Uma das casas invadidas na Fazenda Serrota continua preservada. Na janela estão
as marcas de tiros e nas paredes os retratos daqueles que estiveram frente a
frente com Lampião. “Quem morava aqui eram meus avós Egidio Dias e Donatila
Dias. Eles amarraram Egídio Dias e levaram ele lá pro Caboré.”, contou o
aposentado Raimundo Leite, que mora ao lado da antiga casa dos avós.
Caboré é um
sítio que fica a poucos quilômetros da Fazenda. O prisioneiro teria sido levado
por uma estrada de terra onde hoje é a RN 072. Os cangaceiros pediram dez
contos de reis para poder soltar o fazendeiro. “Um grupo de mais de dez homens
foi até lá pra tentar salvar Egídio, mas foi surpreendido por uma emboscada.
Três homens acabaram mortos.”, relatou a pedagoga Antônia Costa.
No local do
massacre foi construído um monumento em homenagem aos homens. Em Lucrécia eles
são reconhecidos como heróis. “Todo dia 11 de junho tem programação na cidade
em memória de Francisco Canela, Bartolomeu Paulo e Sebastião Trajano”,
enfatizou a pedagoga.
Egídio Dias
fugiu. Permaneceu várias horas no mato. Só depois que o bando foi embora ele
conseguiu voltar para o convívio da família.
O bando seguiu
desafiando a caatinga. Os rastros de destruição ficavam pelas propriedades. Na
manhãzinha do dia 12 eles entraram na Fazenda Campos, onde hoje é território de
Umarizal. Na casa grande, que estava abandonada pelos donos amedrontados, eles
ficaram pouco tempo até pegarem a estrada de novo. Uma marcha que parecia não
ter fim.
Horas depois
eles chegaram ao povoado de São Sebastião, hoje Governador Dix Sept Rosado.
“Meu pai conta que Lampião passou na Estação de Trem e fez muita bagunça. Aí o
povo do sítio era tudo no mato com medo. Meu pai mesmo dormiu muitas noites no
mato, com medo”, relembra seu Maurilio Virgílio, aposentado de 75 anos que hoje
mora pertinho da Estação alvo dos ataques.
A estação foi
alvo dos cangaceiros no povoado de São Sebastião (Foto: Reprodução/Inter TV
Cabugi)
Os cangaceiros
ainda saquearam o comércio, queimaram os vagões do trem e destruíram o
telégrafo. Mas antes disso, um agente da Estação conseguiu mandar uma mensagem
para Mossoró informando que o bando estava a caminho.
Foi o tempo de
Mossoró se preparar para a luta. E a cidade tava mesmo preparada. Quando
receberam o recado que Lampião e seu bando estava por vir, autoridades e outras
personalidades da época se uniram, chamaram os moradores e começaram a montar
as estratégias de defesa. Essas pessoas que venceram o combate 90 anos atrás
são conhecidos como heróis da resistência.
“Foi um feito
heroico de um grupo de cidadãos e cidadãs, que se juntou pra defender a cidade.

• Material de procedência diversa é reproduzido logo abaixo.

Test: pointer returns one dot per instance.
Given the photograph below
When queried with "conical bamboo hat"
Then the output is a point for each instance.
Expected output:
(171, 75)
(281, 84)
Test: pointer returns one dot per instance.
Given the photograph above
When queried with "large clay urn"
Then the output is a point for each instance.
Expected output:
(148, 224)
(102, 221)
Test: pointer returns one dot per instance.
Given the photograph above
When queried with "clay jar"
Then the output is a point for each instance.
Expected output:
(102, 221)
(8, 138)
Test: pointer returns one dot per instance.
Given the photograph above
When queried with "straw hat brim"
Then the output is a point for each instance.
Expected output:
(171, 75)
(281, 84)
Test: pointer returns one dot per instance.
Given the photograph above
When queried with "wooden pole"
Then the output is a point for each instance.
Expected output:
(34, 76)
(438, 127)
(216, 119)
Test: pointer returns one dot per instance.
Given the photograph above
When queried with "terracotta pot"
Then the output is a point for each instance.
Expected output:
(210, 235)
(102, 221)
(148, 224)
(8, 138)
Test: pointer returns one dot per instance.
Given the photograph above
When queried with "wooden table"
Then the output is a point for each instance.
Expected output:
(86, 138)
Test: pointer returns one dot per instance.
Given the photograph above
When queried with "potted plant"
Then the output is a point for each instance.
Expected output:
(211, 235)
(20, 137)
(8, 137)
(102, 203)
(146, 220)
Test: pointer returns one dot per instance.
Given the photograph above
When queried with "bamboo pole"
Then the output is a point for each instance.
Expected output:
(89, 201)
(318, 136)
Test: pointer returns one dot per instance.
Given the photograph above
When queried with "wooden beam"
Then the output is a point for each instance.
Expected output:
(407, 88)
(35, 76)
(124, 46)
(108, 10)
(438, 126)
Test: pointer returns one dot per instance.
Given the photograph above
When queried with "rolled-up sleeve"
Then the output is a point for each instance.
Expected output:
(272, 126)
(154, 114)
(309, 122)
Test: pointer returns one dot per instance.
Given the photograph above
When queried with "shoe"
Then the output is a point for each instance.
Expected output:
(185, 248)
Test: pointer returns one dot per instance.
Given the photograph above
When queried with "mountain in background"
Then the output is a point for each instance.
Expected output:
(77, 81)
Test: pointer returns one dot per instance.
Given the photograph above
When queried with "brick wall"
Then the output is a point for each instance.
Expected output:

Quando eu olho para a resistência ao bando de lampião, eu não vejo uma
individualidade, vejo um ato de cidadania, de coragem que esse grupo frente à
sua vida, à sua cidade”, diz o historiador Lemuel Rodrigues.
Noventa anos
depois, os resistentes já se foram, mas ficou o legado. Ter um herói na família
é motivo de orgulho para muitos mossoroenses. Algumas figuras estavam na linha
de frente e lideraram a defesa da cidade contra o bando de Lampião. Tenente
Laurentino, por exemplo, organizou as trincheiras e montou o plano de
resistência com o apoio dos civis, todos liderados pelo prefeito Rodolfo Fernandes.
De acordo com
os registros da época, o confronto entre os moradores e o bando de lampião
durou cerca de quarenta minutos. Quase 170 homens participaram da defesa da
cidade e ficaram espalhados em 23 trincheiras no centro de Mossoró. Uma delas
teve papel fundamental para o sucesso do combate: a torre da capela de São
Vicente que era o ponto mais alto de Mossoró. Do local, os resistentes tinham
uma visão privilegiada. Três homens ficaram na torre e surpreenderam os
cangaceiros.
“Manoel Felix,
Tel Teófilo e Manoel Alves eram os três homens que estava no Alto da Torre. A
partir daí, eles começaram a informar que os cangaceiros estavam vindo do lado
de cá, na lateral da capela. E nesse momento, eles passam a ser revidados e
deixam de ser atiradores para se tornarem alvos”, explicou o historiador
Kydelmir Dantas.
Os homens que
ficaram lá em cima não foram atingidos, mas as marcas dos tiros ainda
permanecem no alto da torre. A capela que serviu de trincheira e guarda um dos
maiores símbolos do combate de 13 de junho de 1927, dia em que Lampião e seu
bando bateram retirada de Mossoró.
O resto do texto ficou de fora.